Open bfricz56 opened 2 months ago

bfricz56 commented 2 months ago

Hello all!

I tried to apply a mean square error function to my KAN as the loss function, then out of curiosity I checked how different the plots would be compared to the normal built-in root mean square error. I noticed that both plots looked the same with the same values. So I checked the code of MultKAN.py and found that in the results part of the program it takes the root of the loss function value:

results['train_loss'].append(torch.sqrt(train_loss).cpu().detach().numpy())

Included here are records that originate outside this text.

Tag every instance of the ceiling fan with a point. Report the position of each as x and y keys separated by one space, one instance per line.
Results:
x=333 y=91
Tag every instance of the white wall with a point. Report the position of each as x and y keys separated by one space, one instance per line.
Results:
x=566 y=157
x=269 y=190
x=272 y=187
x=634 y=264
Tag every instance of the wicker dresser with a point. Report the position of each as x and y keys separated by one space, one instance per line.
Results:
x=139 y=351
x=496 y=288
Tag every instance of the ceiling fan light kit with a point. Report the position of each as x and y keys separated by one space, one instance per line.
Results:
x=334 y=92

Because the loss function defining part only generates the mean square error:

if loss_fn == None: loss_fn = loss_fn_eval = lambda x, y: torch.mean((x - y) ** 2) else: loss_fn = loss_fn_eval = loss_fn

I imagine simply moving the square root part to the loss function would solve this issue and avoid possible future problems of non-proper evaluations of KAN performance during training.

Thanks for reading!

llkun578 commented 1 month ago

Thank you for your comment. I didn't understand what you meant. Isn't the default loss function of KAN just mean square error?

EthanWang11 commented 2 days ago

Thank you, I have the same problem as you.

bfricz56 commented 17 hours ago

Ethan if you formulate your loss function as the square of what you want to use then you can still get back your original loss function. It would be tricky to use one that can be negative though (e.g. R squared) as the square makes it a positive number, and it would return you a set of complex numbers without it when you call the training loss results.